Citra yang penuh bujuk rayu ini tidak selalu bicara tentang makanan sebagai makanan. Kebanyakan, makanan sebagai identitas sosial. 

Makanya juga, sering yang jadi masalah bukan pada gambar mental pembujuk rayu ingin itu akan tetapi pada manusia yang tidak memiliki lagi kemampuan menolaknya. Kemampuan menolak yang boleh kita bilang sebagai daya asketik tubuh-pikiran, tak cuma kritik. 

Asketisme diberi pengertian oleh KBBI daring sebagai paham yang mempraktikkan kesederhanaan, kejujuran, dan kerelaan berkorban. Tapi asketisme bukan sekedar disiplin menjalankan tiga hal itu. Kalau mau sejenak memeriksanya pada fasilitas google, maka kita akan menemukan penjelasan jikalau asketisme merujuk pada disiplin teologis tertentu. Pada semua acuan teologis, baik yang beriwayat pada Abrahamic Religion pun bukan, asketisme itu sudah lama dikembanglestarikan.

Saya lupa-lupa ingat, Kawan. Tapi saya memilih menceritakan saja. 

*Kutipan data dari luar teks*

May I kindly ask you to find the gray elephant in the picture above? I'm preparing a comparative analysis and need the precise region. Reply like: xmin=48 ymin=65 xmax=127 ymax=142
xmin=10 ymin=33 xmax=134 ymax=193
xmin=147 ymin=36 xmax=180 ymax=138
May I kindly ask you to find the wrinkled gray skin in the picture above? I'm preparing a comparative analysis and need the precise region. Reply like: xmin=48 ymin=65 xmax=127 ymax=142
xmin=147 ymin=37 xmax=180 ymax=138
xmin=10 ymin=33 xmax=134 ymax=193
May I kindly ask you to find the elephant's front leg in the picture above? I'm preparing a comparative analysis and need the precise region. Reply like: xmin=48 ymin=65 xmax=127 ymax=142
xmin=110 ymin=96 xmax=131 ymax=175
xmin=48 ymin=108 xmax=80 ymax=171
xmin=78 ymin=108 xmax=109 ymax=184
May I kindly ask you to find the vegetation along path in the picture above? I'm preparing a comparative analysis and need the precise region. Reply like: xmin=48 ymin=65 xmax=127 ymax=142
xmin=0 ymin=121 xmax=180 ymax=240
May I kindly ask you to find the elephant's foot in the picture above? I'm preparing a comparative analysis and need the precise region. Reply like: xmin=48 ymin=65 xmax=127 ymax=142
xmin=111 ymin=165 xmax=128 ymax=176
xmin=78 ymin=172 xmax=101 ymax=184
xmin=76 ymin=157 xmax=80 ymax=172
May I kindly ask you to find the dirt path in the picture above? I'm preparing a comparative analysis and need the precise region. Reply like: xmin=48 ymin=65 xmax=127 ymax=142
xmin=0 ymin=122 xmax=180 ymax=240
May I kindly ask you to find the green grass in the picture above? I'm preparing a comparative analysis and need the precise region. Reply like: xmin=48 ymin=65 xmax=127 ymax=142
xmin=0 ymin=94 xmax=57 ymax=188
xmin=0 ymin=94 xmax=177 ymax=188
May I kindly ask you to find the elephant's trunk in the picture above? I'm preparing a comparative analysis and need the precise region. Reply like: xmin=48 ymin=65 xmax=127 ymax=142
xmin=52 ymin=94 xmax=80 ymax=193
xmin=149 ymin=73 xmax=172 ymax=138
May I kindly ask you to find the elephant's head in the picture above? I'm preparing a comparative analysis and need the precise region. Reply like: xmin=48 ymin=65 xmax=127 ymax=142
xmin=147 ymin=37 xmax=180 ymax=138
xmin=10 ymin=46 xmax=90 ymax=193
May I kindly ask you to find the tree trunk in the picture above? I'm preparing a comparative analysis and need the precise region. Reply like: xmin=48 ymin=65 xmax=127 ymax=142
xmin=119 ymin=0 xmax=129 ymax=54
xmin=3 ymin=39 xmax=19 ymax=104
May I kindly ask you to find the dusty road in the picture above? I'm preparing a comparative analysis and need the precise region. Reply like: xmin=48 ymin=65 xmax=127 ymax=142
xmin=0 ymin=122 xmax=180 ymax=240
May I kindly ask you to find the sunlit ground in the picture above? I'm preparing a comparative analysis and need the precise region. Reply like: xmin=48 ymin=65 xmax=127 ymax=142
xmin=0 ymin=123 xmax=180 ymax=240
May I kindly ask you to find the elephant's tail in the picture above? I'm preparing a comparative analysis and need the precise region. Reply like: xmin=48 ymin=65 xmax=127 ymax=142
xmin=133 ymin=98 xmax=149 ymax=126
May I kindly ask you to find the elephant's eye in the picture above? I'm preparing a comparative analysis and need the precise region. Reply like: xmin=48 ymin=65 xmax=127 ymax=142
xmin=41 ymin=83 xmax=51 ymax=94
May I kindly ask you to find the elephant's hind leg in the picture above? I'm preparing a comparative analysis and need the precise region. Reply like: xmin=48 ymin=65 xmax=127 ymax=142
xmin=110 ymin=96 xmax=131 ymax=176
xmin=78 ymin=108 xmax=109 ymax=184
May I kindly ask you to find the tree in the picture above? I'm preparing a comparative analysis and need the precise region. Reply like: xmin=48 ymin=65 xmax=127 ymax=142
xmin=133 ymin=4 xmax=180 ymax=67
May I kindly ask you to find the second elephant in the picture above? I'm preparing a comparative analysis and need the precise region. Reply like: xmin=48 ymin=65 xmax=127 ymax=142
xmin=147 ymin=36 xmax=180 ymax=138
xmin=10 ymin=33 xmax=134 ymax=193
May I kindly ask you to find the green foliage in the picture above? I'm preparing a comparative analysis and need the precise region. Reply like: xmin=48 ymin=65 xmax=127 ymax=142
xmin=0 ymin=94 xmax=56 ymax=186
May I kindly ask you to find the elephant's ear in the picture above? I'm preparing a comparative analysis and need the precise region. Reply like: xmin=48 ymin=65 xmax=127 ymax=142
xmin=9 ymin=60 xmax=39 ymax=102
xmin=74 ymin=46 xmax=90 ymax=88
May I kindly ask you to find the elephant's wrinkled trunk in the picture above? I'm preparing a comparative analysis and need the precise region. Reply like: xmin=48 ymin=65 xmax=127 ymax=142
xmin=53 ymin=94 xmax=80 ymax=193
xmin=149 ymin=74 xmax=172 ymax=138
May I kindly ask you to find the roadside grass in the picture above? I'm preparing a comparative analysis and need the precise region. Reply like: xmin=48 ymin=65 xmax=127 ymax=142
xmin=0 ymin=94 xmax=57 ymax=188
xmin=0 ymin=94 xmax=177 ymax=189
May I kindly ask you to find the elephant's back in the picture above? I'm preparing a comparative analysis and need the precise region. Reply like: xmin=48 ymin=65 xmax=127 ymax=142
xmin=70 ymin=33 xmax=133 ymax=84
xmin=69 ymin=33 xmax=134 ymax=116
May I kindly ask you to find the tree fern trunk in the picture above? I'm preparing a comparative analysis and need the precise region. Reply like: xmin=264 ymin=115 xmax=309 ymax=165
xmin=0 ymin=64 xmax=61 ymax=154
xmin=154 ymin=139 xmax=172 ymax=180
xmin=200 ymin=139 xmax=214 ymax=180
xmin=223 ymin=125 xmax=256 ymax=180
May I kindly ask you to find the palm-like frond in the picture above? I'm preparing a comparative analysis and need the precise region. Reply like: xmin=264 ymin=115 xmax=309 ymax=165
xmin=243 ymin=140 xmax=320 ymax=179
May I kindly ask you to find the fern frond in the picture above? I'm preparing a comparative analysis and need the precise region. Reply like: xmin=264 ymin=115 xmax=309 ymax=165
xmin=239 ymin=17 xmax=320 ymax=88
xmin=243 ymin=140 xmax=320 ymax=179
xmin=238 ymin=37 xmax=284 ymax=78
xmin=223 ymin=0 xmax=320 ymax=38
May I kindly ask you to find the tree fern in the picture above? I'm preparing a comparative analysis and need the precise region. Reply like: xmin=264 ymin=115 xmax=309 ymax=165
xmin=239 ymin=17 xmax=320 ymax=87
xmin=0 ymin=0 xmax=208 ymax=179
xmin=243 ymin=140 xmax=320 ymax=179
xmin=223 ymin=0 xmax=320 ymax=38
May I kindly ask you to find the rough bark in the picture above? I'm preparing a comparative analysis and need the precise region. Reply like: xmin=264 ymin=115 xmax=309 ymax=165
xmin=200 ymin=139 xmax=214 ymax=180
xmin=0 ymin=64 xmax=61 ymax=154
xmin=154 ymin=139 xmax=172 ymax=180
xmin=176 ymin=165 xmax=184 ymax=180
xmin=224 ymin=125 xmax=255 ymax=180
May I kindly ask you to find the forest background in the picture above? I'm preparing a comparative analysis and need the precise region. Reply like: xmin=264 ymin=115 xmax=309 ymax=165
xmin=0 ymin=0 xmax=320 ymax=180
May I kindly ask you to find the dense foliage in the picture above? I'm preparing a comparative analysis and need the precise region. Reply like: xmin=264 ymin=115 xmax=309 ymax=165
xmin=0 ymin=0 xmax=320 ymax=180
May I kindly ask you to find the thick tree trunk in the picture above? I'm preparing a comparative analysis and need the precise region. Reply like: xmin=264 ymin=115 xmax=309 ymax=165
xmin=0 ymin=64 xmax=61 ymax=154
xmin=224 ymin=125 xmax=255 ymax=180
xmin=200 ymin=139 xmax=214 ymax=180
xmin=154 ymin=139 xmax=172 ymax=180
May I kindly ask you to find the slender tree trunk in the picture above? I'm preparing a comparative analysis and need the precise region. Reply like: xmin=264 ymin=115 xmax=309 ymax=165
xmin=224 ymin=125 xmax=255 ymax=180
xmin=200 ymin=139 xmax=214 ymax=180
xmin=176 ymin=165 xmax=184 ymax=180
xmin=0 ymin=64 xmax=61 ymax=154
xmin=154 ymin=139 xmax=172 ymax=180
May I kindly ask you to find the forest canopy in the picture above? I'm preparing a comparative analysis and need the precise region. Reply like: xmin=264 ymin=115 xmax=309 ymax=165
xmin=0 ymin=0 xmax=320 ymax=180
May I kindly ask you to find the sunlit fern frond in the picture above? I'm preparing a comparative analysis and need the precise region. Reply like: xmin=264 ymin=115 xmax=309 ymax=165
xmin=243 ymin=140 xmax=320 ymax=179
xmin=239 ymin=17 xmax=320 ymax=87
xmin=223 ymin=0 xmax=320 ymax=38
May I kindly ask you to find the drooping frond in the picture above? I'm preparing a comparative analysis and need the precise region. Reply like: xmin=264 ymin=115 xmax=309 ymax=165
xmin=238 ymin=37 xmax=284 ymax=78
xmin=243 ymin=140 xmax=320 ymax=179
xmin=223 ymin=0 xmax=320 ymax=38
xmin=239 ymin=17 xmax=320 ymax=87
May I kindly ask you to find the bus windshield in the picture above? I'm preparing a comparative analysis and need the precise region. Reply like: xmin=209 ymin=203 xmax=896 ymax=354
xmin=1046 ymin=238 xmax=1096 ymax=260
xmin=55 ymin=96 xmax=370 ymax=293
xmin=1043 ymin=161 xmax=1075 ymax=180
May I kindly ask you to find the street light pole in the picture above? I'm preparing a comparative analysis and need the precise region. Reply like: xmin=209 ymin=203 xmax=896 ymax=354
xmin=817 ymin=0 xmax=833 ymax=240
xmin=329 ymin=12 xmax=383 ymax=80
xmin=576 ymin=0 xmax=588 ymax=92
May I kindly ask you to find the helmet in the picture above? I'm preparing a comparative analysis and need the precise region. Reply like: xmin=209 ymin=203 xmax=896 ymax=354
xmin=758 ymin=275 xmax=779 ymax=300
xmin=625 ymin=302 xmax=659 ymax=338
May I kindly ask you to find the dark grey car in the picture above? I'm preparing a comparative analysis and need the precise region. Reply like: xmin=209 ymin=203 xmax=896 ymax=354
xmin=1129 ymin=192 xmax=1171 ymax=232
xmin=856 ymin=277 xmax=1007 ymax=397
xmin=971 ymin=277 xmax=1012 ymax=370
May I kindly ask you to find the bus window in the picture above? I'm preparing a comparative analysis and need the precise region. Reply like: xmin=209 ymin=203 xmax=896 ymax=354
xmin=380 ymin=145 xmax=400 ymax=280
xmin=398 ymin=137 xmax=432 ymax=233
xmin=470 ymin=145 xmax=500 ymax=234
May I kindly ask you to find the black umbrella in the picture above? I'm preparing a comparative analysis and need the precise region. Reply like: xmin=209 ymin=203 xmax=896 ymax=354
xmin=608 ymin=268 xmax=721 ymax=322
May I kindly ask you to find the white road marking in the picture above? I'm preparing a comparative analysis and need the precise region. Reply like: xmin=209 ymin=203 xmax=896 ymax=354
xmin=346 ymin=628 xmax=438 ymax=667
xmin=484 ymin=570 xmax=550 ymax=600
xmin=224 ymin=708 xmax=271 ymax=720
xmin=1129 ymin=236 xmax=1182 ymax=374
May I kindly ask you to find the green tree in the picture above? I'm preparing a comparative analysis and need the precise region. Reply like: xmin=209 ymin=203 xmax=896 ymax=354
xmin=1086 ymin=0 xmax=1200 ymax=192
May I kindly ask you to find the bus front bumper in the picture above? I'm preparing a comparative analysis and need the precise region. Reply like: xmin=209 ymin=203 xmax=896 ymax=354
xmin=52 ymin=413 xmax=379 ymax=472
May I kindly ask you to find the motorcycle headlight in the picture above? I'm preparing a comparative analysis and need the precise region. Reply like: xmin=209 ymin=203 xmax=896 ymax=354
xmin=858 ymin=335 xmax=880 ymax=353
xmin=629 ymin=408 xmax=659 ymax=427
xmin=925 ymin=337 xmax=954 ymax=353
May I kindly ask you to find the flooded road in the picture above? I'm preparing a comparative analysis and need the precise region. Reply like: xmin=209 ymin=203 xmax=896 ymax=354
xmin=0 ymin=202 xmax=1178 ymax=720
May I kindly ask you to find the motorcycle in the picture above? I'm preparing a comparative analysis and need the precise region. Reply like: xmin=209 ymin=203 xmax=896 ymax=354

Romo Herry Priyono, yang pernah menjadi murid juga pernah menulis buku pandu ringkas kepada pemikiran sosiologis Anthony Giddens di London School of Economics, sempat mengulas satu kisah laku asketisme tua sebelum ada agama-agama formal (yang memiliki kitab suci). Menurutnya, ada dua laku asketisme, pertama, yang total menolak dunia. Dunia disini adalah semesta perayaan akan pemuasaan keinginan tubuh atau kata Gus Mus, terlalu berat pada "pemujaan daging". 

Kedua, asketisme yang hidup dalam dunia, yakni model asketisme yang tetap merayakan keinginan daging dimana dari padanya dibangun permenungan dan penemuan akan gairah spiritualitas. Yang kedua ini, dikembangan oleh Epicurus, salah satu filsuf klasik Yunani sezaman Plato dan Aritoteles. Epicurus disebut sebagai yang mengembangkan "rational hedonistic ethic". 

Selebihnya, googling aja Coi!

Dari dua model jalan asketisme ini, satu dasar yang menyatukan mereka adalah daya spiritualitas manusia. Barang apakah spiritualitas itu?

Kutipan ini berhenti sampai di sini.